Description
Sidney Franklin (1903–76) was the last person you’d expect to become a bullfighter. The streetwise son of a Russian Jewish cop, Franklin had an all-American boyhood in early twentieth-century Brooklyn, while hiding the fact that he was gay. A violent confrontation with his father sent him packing to Mexico City, where first he opened a business, then opened his mouth—bragging that Americans had the courage to become bullfighters. Training with iconic matador Rodolfo Gaona, Franklin’s dare spawned a legend.
Following years in small-town Mexican bullrings, he put his moxie where his mouth was, taking Spain by storm as the first American matador.

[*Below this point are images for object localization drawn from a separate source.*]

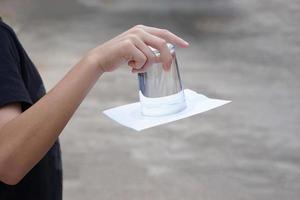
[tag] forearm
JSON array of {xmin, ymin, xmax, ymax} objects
[{"xmin": 0, "ymin": 55, "xmax": 102, "ymax": 184}]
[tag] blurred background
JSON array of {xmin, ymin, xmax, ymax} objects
[{"xmin": 1, "ymin": 0, "xmax": 300, "ymax": 199}]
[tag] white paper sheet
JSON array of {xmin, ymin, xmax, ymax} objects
[{"xmin": 103, "ymin": 89, "xmax": 231, "ymax": 131}]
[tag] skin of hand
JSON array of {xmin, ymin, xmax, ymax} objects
[
  {"xmin": 87, "ymin": 25, "xmax": 189, "ymax": 73},
  {"xmin": 0, "ymin": 25, "xmax": 188, "ymax": 185}
]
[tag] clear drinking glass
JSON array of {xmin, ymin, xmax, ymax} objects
[{"xmin": 138, "ymin": 43, "xmax": 186, "ymax": 116}]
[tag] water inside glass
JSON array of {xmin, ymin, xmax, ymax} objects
[{"xmin": 138, "ymin": 43, "xmax": 186, "ymax": 116}]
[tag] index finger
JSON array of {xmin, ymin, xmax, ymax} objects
[{"xmin": 142, "ymin": 26, "xmax": 189, "ymax": 48}]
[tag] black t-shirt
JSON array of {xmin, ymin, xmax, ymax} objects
[{"xmin": 0, "ymin": 20, "xmax": 62, "ymax": 200}]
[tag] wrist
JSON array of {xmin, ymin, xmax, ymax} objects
[{"xmin": 83, "ymin": 51, "xmax": 105, "ymax": 75}]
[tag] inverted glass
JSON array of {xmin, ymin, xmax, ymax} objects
[{"xmin": 138, "ymin": 43, "xmax": 186, "ymax": 116}]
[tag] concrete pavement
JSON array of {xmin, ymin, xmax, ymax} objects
[{"xmin": 1, "ymin": 0, "xmax": 300, "ymax": 199}]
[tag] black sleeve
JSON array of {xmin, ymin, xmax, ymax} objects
[{"xmin": 0, "ymin": 28, "xmax": 32, "ymax": 108}]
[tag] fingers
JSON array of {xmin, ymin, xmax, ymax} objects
[
  {"xmin": 140, "ymin": 32, "xmax": 173, "ymax": 70},
  {"xmin": 127, "ymin": 35, "xmax": 158, "ymax": 72},
  {"xmin": 120, "ymin": 25, "xmax": 189, "ymax": 73},
  {"xmin": 123, "ymin": 40, "xmax": 147, "ymax": 71},
  {"xmin": 137, "ymin": 25, "xmax": 189, "ymax": 48}
]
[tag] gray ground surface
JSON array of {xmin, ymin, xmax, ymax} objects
[{"xmin": 1, "ymin": 0, "xmax": 300, "ymax": 199}]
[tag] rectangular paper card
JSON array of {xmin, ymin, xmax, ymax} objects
[{"xmin": 103, "ymin": 89, "xmax": 231, "ymax": 131}]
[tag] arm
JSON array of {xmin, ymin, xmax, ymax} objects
[{"xmin": 0, "ymin": 25, "xmax": 189, "ymax": 185}]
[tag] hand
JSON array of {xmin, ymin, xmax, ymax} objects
[{"xmin": 86, "ymin": 25, "xmax": 189, "ymax": 73}]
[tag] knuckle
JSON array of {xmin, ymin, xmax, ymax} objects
[
  {"xmin": 135, "ymin": 28, "xmax": 144, "ymax": 35},
  {"xmin": 142, "ymin": 53, "xmax": 148, "ymax": 61},
  {"xmin": 136, "ymin": 53, "xmax": 146, "ymax": 63},
  {"xmin": 122, "ymin": 39, "xmax": 133, "ymax": 49},
  {"xmin": 131, "ymin": 25, "xmax": 145, "ymax": 35},
  {"xmin": 135, "ymin": 24, "xmax": 145, "ymax": 29},
  {"xmin": 127, "ymin": 34, "xmax": 139, "ymax": 42},
  {"xmin": 140, "ymin": 56, "xmax": 147, "ymax": 64},
  {"xmin": 161, "ymin": 29, "xmax": 169, "ymax": 34}
]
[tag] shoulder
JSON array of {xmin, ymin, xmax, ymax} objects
[
  {"xmin": 0, "ymin": 22, "xmax": 21, "ymax": 66},
  {"xmin": 0, "ymin": 21, "xmax": 17, "ymax": 49}
]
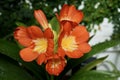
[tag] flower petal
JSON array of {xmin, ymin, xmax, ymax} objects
[
  {"xmin": 71, "ymin": 10, "xmax": 83, "ymax": 24},
  {"xmin": 14, "ymin": 27, "xmax": 32, "ymax": 47},
  {"xmin": 58, "ymin": 47, "xmax": 66, "ymax": 58},
  {"xmin": 65, "ymin": 50, "xmax": 83, "ymax": 58},
  {"xmin": 44, "ymin": 28, "xmax": 54, "ymax": 39},
  {"xmin": 46, "ymin": 57, "xmax": 66, "ymax": 76},
  {"xmin": 20, "ymin": 48, "xmax": 39, "ymax": 62},
  {"xmin": 27, "ymin": 26, "xmax": 43, "ymax": 39},
  {"xmin": 71, "ymin": 26, "xmax": 89, "ymax": 42},
  {"xmin": 34, "ymin": 10, "xmax": 49, "ymax": 29},
  {"xmin": 62, "ymin": 21, "xmax": 72, "ymax": 33},
  {"xmin": 60, "ymin": 4, "xmax": 69, "ymax": 20},
  {"xmin": 18, "ymin": 38, "xmax": 33, "ymax": 47},
  {"xmin": 67, "ymin": 5, "xmax": 76, "ymax": 19},
  {"xmin": 78, "ymin": 43, "xmax": 91, "ymax": 53},
  {"xmin": 46, "ymin": 39, "xmax": 54, "ymax": 56},
  {"xmin": 59, "ymin": 4, "xmax": 83, "ymax": 24},
  {"xmin": 37, "ymin": 53, "xmax": 46, "ymax": 65}
]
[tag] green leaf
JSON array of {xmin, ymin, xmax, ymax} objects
[
  {"xmin": 0, "ymin": 39, "xmax": 47, "ymax": 80},
  {"xmin": 58, "ymin": 39, "xmax": 120, "ymax": 79},
  {"xmin": 49, "ymin": 17, "xmax": 60, "ymax": 53},
  {"xmin": 49, "ymin": 17, "xmax": 60, "ymax": 34},
  {"xmin": 15, "ymin": 22, "xmax": 27, "ymax": 26},
  {"xmin": 0, "ymin": 57, "xmax": 33, "ymax": 80},
  {"xmin": 0, "ymin": 39, "xmax": 21, "ymax": 61},
  {"xmin": 88, "ymin": 35, "xmax": 94, "ymax": 42},
  {"xmin": 69, "ymin": 70, "xmax": 120, "ymax": 80},
  {"xmin": 80, "ymin": 56, "xmax": 108, "ymax": 71}
]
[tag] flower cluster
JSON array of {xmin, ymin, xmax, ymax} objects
[{"xmin": 14, "ymin": 4, "xmax": 91, "ymax": 76}]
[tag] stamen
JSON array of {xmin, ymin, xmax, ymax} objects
[
  {"xmin": 33, "ymin": 38, "xmax": 48, "ymax": 54},
  {"xmin": 61, "ymin": 35, "xmax": 78, "ymax": 52},
  {"xmin": 51, "ymin": 60, "xmax": 61, "ymax": 68}
]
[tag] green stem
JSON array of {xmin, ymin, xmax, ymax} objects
[
  {"xmin": 46, "ymin": 71, "xmax": 50, "ymax": 80},
  {"xmin": 51, "ymin": 75, "xmax": 54, "ymax": 80},
  {"xmin": 53, "ymin": 34, "xmax": 58, "ymax": 53}
]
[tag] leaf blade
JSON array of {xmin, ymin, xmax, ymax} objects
[
  {"xmin": 69, "ymin": 70, "xmax": 119, "ymax": 80},
  {"xmin": 0, "ymin": 39, "xmax": 47, "ymax": 80},
  {"xmin": 80, "ymin": 55, "xmax": 108, "ymax": 71},
  {"xmin": 0, "ymin": 57, "xmax": 33, "ymax": 80}
]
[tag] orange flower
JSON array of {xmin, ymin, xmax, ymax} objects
[
  {"xmin": 46, "ymin": 54, "xmax": 66, "ymax": 76},
  {"xmin": 56, "ymin": 4, "xmax": 83, "ymax": 25},
  {"xmin": 14, "ymin": 26, "xmax": 54, "ymax": 65},
  {"xmin": 14, "ymin": 5, "xmax": 91, "ymax": 76},
  {"xmin": 34, "ymin": 10, "xmax": 49, "ymax": 30},
  {"xmin": 59, "ymin": 25, "xmax": 91, "ymax": 58},
  {"xmin": 57, "ymin": 4, "xmax": 84, "ymax": 43},
  {"xmin": 14, "ymin": 10, "xmax": 54, "ymax": 65}
]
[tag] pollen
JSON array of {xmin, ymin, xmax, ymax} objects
[
  {"xmin": 33, "ymin": 38, "xmax": 48, "ymax": 54},
  {"xmin": 51, "ymin": 60, "xmax": 61, "ymax": 69},
  {"xmin": 61, "ymin": 35, "xmax": 78, "ymax": 52}
]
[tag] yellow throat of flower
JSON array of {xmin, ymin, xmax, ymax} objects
[
  {"xmin": 33, "ymin": 38, "xmax": 48, "ymax": 54},
  {"xmin": 61, "ymin": 35, "xmax": 78, "ymax": 52}
]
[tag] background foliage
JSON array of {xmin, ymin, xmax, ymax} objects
[
  {"xmin": 0, "ymin": 0, "xmax": 120, "ymax": 80},
  {"xmin": 0, "ymin": 0, "xmax": 120, "ymax": 39}
]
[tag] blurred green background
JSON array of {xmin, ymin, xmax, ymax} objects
[{"xmin": 0, "ymin": 0, "xmax": 120, "ymax": 40}]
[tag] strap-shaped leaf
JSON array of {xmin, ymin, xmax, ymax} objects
[
  {"xmin": 0, "ymin": 39, "xmax": 47, "ymax": 80},
  {"xmin": 69, "ymin": 70, "xmax": 119, "ymax": 80},
  {"xmin": 0, "ymin": 57, "xmax": 33, "ymax": 80},
  {"xmin": 80, "ymin": 55, "xmax": 108, "ymax": 71},
  {"xmin": 0, "ymin": 39, "xmax": 21, "ymax": 61}
]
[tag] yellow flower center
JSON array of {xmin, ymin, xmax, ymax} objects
[
  {"xmin": 51, "ymin": 59, "xmax": 61, "ymax": 69},
  {"xmin": 61, "ymin": 35, "xmax": 78, "ymax": 52},
  {"xmin": 33, "ymin": 38, "xmax": 48, "ymax": 54}
]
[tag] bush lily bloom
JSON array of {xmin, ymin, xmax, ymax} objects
[
  {"xmin": 56, "ymin": 4, "xmax": 83, "ymax": 27},
  {"xmin": 14, "ymin": 4, "xmax": 91, "ymax": 76},
  {"xmin": 46, "ymin": 54, "xmax": 66, "ymax": 76},
  {"xmin": 14, "ymin": 10, "xmax": 54, "ymax": 65},
  {"xmin": 14, "ymin": 26, "xmax": 54, "ymax": 65},
  {"xmin": 59, "ymin": 25, "xmax": 91, "ymax": 58}
]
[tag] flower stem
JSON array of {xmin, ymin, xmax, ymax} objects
[{"xmin": 51, "ymin": 75, "xmax": 54, "ymax": 80}]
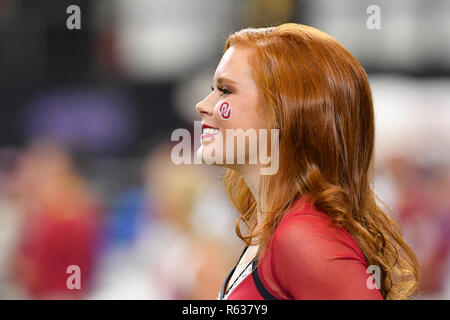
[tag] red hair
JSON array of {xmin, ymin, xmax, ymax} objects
[{"xmin": 222, "ymin": 23, "xmax": 420, "ymax": 299}]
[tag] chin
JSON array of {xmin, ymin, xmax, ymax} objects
[{"xmin": 197, "ymin": 145, "xmax": 235, "ymax": 168}]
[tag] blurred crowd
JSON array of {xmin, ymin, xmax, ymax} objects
[
  {"xmin": 0, "ymin": 140, "xmax": 243, "ymax": 299},
  {"xmin": 375, "ymin": 156, "xmax": 450, "ymax": 299}
]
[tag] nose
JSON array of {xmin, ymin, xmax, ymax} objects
[{"xmin": 195, "ymin": 95, "xmax": 213, "ymax": 117}]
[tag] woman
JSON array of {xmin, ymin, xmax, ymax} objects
[{"xmin": 195, "ymin": 23, "xmax": 420, "ymax": 300}]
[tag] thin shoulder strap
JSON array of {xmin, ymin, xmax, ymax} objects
[
  {"xmin": 219, "ymin": 246, "xmax": 248, "ymax": 299},
  {"xmin": 251, "ymin": 260, "xmax": 279, "ymax": 300}
]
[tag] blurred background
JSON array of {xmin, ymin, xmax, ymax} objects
[{"xmin": 0, "ymin": 0, "xmax": 449, "ymax": 299}]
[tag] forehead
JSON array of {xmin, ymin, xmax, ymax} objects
[{"xmin": 214, "ymin": 46, "xmax": 254, "ymax": 82}]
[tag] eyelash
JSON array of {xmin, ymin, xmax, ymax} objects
[{"xmin": 211, "ymin": 85, "xmax": 231, "ymax": 95}]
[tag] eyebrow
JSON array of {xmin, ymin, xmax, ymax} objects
[{"xmin": 213, "ymin": 76, "xmax": 238, "ymax": 85}]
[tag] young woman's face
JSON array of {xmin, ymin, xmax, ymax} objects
[{"xmin": 195, "ymin": 46, "xmax": 268, "ymax": 168}]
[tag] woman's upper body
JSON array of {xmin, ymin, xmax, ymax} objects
[
  {"xmin": 219, "ymin": 195, "xmax": 383, "ymax": 300},
  {"xmin": 195, "ymin": 23, "xmax": 419, "ymax": 299}
]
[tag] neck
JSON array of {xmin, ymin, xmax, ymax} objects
[{"xmin": 237, "ymin": 164, "xmax": 263, "ymax": 227}]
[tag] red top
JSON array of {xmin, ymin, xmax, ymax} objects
[{"xmin": 220, "ymin": 196, "xmax": 383, "ymax": 300}]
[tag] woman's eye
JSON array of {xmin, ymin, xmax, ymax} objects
[
  {"xmin": 210, "ymin": 85, "xmax": 231, "ymax": 95},
  {"xmin": 217, "ymin": 86, "xmax": 231, "ymax": 95}
]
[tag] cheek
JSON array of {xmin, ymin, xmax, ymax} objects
[
  {"xmin": 214, "ymin": 99, "xmax": 263, "ymax": 131},
  {"xmin": 217, "ymin": 101, "xmax": 232, "ymax": 120},
  {"xmin": 214, "ymin": 101, "xmax": 235, "ymax": 129}
]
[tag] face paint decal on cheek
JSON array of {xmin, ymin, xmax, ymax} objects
[{"xmin": 219, "ymin": 102, "xmax": 232, "ymax": 120}]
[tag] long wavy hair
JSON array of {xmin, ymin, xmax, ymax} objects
[{"xmin": 222, "ymin": 23, "xmax": 420, "ymax": 300}]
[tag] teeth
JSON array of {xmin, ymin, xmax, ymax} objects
[{"xmin": 203, "ymin": 128, "xmax": 220, "ymax": 135}]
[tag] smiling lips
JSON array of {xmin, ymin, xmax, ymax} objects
[{"xmin": 201, "ymin": 124, "xmax": 220, "ymax": 139}]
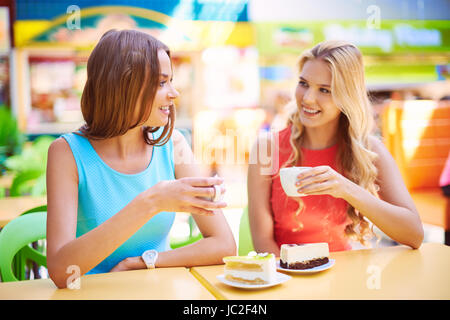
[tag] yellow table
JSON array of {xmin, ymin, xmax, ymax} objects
[
  {"xmin": 0, "ymin": 267, "xmax": 215, "ymax": 300},
  {"xmin": 191, "ymin": 242, "xmax": 450, "ymax": 300},
  {"xmin": 0, "ymin": 196, "xmax": 46, "ymax": 227}
]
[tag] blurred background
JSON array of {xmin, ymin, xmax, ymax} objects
[{"xmin": 0, "ymin": 0, "xmax": 449, "ymax": 279}]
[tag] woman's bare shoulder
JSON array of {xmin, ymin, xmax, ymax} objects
[
  {"xmin": 47, "ymin": 137, "xmax": 78, "ymax": 181},
  {"xmin": 368, "ymin": 134, "xmax": 383, "ymax": 149},
  {"xmin": 171, "ymin": 128, "xmax": 184, "ymax": 143},
  {"xmin": 48, "ymin": 137, "xmax": 77, "ymax": 163},
  {"xmin": 367, "ymin": 135, "xmax": 392, "ymax": 159},
  {"xmin": 49, "ymin": 136, "xmax": 70, "ymax": 151}
]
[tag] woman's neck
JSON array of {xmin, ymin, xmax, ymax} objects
[
  {"xmin": 90, "ymin": 126, "xmax": 147, "ymax": 160},
  {"xmin": 301, "ymin": 126, "xmax": 338, "ymax": 150}
]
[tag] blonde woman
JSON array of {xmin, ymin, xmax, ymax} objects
[{"xmin": 248, "ymin": 40, "xmax": 423, "ymax": 255}]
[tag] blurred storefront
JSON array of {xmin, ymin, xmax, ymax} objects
[
  {"xmin": 250, "ymin": 0, "xmax": 450, "ymax": 133},
  {"xmin": 6, "ymin": 1, "xmax": 450, "ymax": 196},
  {"xmin": 247, "ymin": 0, "xmax": 450, "ymax": 232},
  {"xmin": 0, "ymin": 2, "xmax": 11, "ymax": 107},
  {"xmin": 10, "ymin": 0, "xmax": 265, "ymax": 171},
  {"xmin": 11, "ymin": 0, "xmax": 450, "ymax": 143}
]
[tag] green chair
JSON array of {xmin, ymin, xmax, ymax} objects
[
  {"xmin": 21, "ymin": 205, "xmax": 47, "ymax": 216},
  {"xmin": 0, "ymin": 211, "xmax": 47, "ymax": 282},
  {"xmin": 14, "ymin": 205, "xmax": 48, "ymax": 280},
  {"xmin": 238, "ymin": 206, "xmax": 255, "ymax": 255},
  {"xmin": 5, "ymin": 204, "xmax": 48, "ymax": 280}
]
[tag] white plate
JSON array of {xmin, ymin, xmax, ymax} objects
[
  {"xmin": 217, "ymin": 272, "xmax": 291, "ymax": 289},
  {"xmin": 276, "ymin": 259, "xmax": 335, "ymax": 273}
]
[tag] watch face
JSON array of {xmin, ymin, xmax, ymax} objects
[
  {"xmin": 144, "ymin": 250, "xmax": 157, "ymax": 261},
  {"xmin": 143, "ymin": 250, "xmax": 158, "ymax": 267}
]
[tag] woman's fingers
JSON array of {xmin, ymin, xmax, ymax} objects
[
  {"xmin": 296, "ymin": 170, "xmax": 333, "ymax": 188},
  {"xmin": 294, "ymin": 167, "xmax": 339, "ymax": 196},
  {"xmin": 187, "ymin": 186, "xmax": 215, "ymax": 198},
  {"xmin": 192, "ymin": 197, "xmax": 227, "ymax": 209},
  {"xmin": 177, "ymin": 192, "xmax": 227, "ymax": 210},
  {"xmin": 187, "ymin": 185, "xmax": 227, "ymax": 199},
  {"xmin": 148, "ymin": 178, "xmax": 227, "ymax": 214},
  {"xmin": 181, "ymin": 176, "xmax": 224, "ymax": 187},
  {"xmin": 297, "ymin": 180, "xmax": 337, "ymax": 195},
  {"xmin": 296, "ymin": 166, "xmax": 329, "ymax": 179}
]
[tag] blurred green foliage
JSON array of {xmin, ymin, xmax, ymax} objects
[
  {"xmin": 4, "ymin": 136, "xmax": 55, "ymax": 196},
  {"xmin": 0, "ymin": 105, "xmax": 25, "ymax": 174}
]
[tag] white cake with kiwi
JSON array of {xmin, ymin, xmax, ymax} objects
[
  {"xmin": 223, "ymin": 252, "xmax": 276, "ymax": 285},
  {"xmin": 280, "ymin": 243, "xmax": 329, "ymax": 269}
]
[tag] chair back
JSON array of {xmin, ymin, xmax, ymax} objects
[
  {"xmin": 21, "ymin": 205, "xmax": 48, "ymax": 216},
  {"xmin": 0, "ymin": 211, "xmax": 47, "ymax": 282}
]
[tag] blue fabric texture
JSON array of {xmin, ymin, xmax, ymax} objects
[{"xmin": 61, "ymin": 129, "xmax": 175, "ymax": 274}]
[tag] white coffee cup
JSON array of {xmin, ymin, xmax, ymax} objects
[
  {"xmin": 279, "ymin": 166, "xmax": 312, "ymax": 197},
  {"xmin": 199, "ymin": 175, "xmax": 224, "ymax": 202},
  {"xmin": 212, "ymin": 184, "xmax": 224, "ymax": 202}
]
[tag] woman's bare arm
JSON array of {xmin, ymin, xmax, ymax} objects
[
  {"xmin": 295, "ymin": 135, "xmax": 424, "ymax": 249},
  {"xmin": 345, "ymin": 136, "xmax": 424, "ymax": 248},
  {"xmin": 247, "ymin": 133, "xmax": 281, "ymax": 256},
  {"xmin": 46, "ymin": 137, "xmax": 226, "ymax": 288},
  {"xmin": 109, "ymin": 130, "xmax": 236, "ymax": 272},
  {"xmin": 46, "ymin": 138, "xmax": 159, "ymax": 288}
]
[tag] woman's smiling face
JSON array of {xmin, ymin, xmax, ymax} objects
[
  {"xmin": 295, "ymin": 58, "xmax": 341, "ymax": 130},
  {"xmin": 144, "ymin": 49, "xmax": 179, "ymax": 127}
]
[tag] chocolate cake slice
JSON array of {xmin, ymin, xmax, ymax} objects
[{"xmin": 280, "ymin": 243, "xmax": 329, "ymax": 269}]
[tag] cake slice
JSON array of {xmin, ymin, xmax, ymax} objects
[
  {"xmin": 223, "ymin": 252, "xmax": 276, "ymax": 285},
  {"xmin": 280, "ymin": 243, "xmax": 329, "ymax": 269}
]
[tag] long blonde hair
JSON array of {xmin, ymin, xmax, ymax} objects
[{"xmin": 285, "ymin": 40, "xmax": 379, "ymax": 246}]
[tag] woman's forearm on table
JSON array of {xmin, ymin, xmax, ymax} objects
[
  {"xmin": 117, "ymin": 234, "xmax": 237, "ymax": 270},
  {"xmin": 48, "ymin": 198, "xmax": 156, "ymax": 288},
  {"xmin": 343, "ymin": 181, "xmax": 423, "ymax": 249},
  {"xmin": 157, "ymin": 234, "xmax": 236, "ymax": 267}
]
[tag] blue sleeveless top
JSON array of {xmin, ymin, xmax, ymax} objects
[{"xmin": 61, "ymin": 129, "xmax": 175, "ymax": 274}]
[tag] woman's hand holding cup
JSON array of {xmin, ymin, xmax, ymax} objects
[
  {"xmin": 138, "ymin": 176, "xmax": 227, "ymax": 216},
  {"xmin": 280, "ymin": 165, "xmax": 351, "ymax": 199},
  {"xmin": 280, "ymin": 167, "xmax": 312, "ymax": 197},
  {"xmin": 197, "ymin": 175, "xmax": 225, "ymax": 203}
]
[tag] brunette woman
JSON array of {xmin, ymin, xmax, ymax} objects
[{"xmin": 46, "ymin": 30, "xmax": 236, "ymax": 288}]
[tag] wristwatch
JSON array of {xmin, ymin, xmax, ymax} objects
[{"xmin": 141, "ymin": 249, "xmax": 158, "ymax": 269}]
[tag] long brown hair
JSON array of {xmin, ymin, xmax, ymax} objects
[{"xmin": 79, "ymin": 29, "xmax": 174, "ymax": 146}]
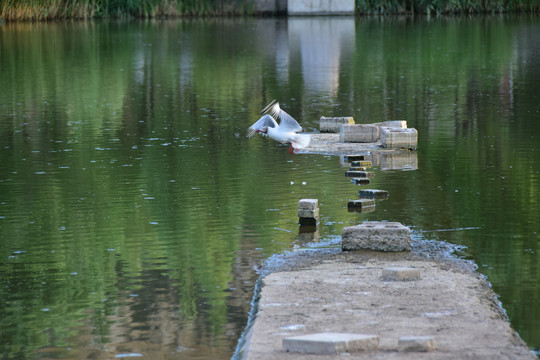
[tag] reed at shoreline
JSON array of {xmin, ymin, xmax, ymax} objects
[
  {"xmin": 0, "ymin": 0, "xmax": 539, "ymax": 21},
  {"xmin": 0, "ymin": 0, "xmax": 254, "ymax": 21}
]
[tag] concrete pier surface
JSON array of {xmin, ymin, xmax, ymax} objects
[{"xmin": 236, "ymin": 247, "xmax": 536, "ymax": 359}]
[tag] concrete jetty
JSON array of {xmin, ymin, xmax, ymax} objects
[
  {"xmin": 236, "ymin": 246, "xmax": 536, "ymax": 359},
  {"xmin": 235, "ymin": 113, "xmax": 534, "ymax": 359}
]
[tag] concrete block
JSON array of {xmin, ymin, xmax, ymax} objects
[
  {"xmin": 320, "ymin": 116, "xmax": 355, "ymax": 133},
  {"xmin": 283, "ymin": 333, "xmax": 379, "ymax": 354},
  {"xmin": 349, "ymin": 166, "xmax": 367, "ymax": 172},
  {"xmin": 347, "ymin": 199, "xmax": 375, "ymax": 209},
  {"xmin": 345, "ymin": 155, "xmax": 365, "ymax": 162},
  {"xmin": 358, "ymin": 189, "xmax": 389, "ymax": 199},
  {"xmin": 298, "ymin": 199, "xmax": 318, "ymax": 210},
  {"xmin": 288, "ymin": 0, "xmax": 355, "ymax": 15},
  {"xmin": 380, "ymin": 127, "xmax": 418, "ymax": 149},
  {"xmin": 351, "ymin": 178, "xmax": 371, "ymax": 185},
  {"xmin": 345, "ymin": 171, "xmax": 374, "ymax": 178},
  {"xmin": 298, "ymin": 208, "xmax": 320, "ymax": 218},
  {"xmin": 382, "ymin": 267, "xmax": 421, "ymax": 281},
  {"xmin": 398, "ymin": 336, "xmax": 435, "ymax": 352},
  {"xmin": 340, "ymin": 124, "xmax": 379, "ymax": 143},
  {"xmin": 342, "ymin": 222, "xmax": 411, "ymax": 252}
]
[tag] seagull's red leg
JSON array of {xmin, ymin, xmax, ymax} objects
[{"xmin": 288, "ymin": 145, "xmax": 295, "ymax": 154}]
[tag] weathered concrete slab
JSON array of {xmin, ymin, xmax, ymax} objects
[
  {"xmin": 340, "ymin": 124, "xmax": 379, "ymax": 143},
  {"xmin": 381, "ymin": 127, "xmax": 418, "ymax": 149},
  {"xmin": 398, "ymin": 336, "xmax": 435, "ymax": 352},
  {"xmin": 382, "ymin": 267, "xmax": 421, "ymax": 281},
  {"xmin": 282, "ymin": 333, "xmax": 379, "ymax": 354},
  {"xmin": 237, "ymin": 250, "xmax": 536, "ymax": 360},
  {"xmin": 320, "ymin": 116, "xmax": 355, "ymax": 133},
  {"xmin": 342, "ymin": 221, "xmax": 411, "ymax": 252}
]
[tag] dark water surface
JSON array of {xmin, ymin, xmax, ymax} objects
[{"xmin": 1, "ymin": 16, "xmax": 539, "ymax": 359}]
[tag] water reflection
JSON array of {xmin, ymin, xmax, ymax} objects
[
  {"xmin": 1, "ymin": 16, "xmax": 540, "ymax": 359},
  {"xmin": 288, "ymin": 17, "xmax": 355, "ymax": 97}
]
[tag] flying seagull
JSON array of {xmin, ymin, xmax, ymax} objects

Franklin’s 1929 rise coincided with that of his friend Ernest Hemingway’s, until a bull’s horn in a most inappropriate place almost ended his career—and his life.
Bart Paul illuminates the artistry and violence of the mysterious ritual of the bulls as he tells the story of this remarkable man, from life in revolutionary Mexico to triumphs in Spain, from the pages of Death in the Afternoon to the destructive vortex of Hemingway’s affair with Martha Gellhorn during the bloody Spanish Civil War.
This is the story of a gay man who triumphed over prejudice and adversity as he achieved what no American had ever accomplished, teaching even Hemingway lessons in grace, machismo, and respect.